Mr. Johnson is absolutely right about human nature and the presence of greed. Jobs are created by investors. These are greedy people who are willing to risk their money in expectation of earning a return on it. This is true whether Mr. Johnson and Mr. Gabrielson pooled their money for a carry out pizza business or venture capitalists funding a few biochemistry professors from Stanford to fund their research into a treatment for stupidity. A business must eventually have customers to succeed but investors can create jobs for years by risking their money. Amazon was not profitable for 10 years so how did they hire all those workers? They had investors, some of whom are basking in a share price over $300 today.
There is a feeling among many that investors exploit workers to increase their returns on the capital they placed at risk. Investors do want to increase their return and most realize that having a loyal and productive workforce is part of that. If you routinely underpay, your best employees will leave. The trick is just how much, absent of some government interference, is an employee worth. That’s not easy but part of it is based upon the extent to which the investors earn a decent return on their investment and another part of it is what another employer would pay for like contribution. There is a reason why an automatic transmission mechanic is paid more than the car wash attendant at a car dealership. This is part of supply and demand.
But, greed isn’t confined to investors. Employees are somewhat greedy too. How many think they should be paid less? There is an economic value to labor that is somewhat derived by what the investor can receive for the services an employee can provide. In the case of the pizzas operation, there is an upper limit on what you can charge for the pizza and that has to work its way down to the employees.

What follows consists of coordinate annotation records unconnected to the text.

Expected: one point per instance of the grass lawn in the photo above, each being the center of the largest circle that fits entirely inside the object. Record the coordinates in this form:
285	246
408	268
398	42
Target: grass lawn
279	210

Now, when government comes along and demands a higher wage, there is risk of paying an employee more than can effectively be captured through higher prices or other cost cutting measures such as less pepperoni per slice which could affect sales. So, the higher wage is now an example of another component of human nature, our undying faith in the free lunch. It may be fashionable to say if CEOs were paid less, the proletariat would be paid more but if the CEO was paid less, the investors might not be there either.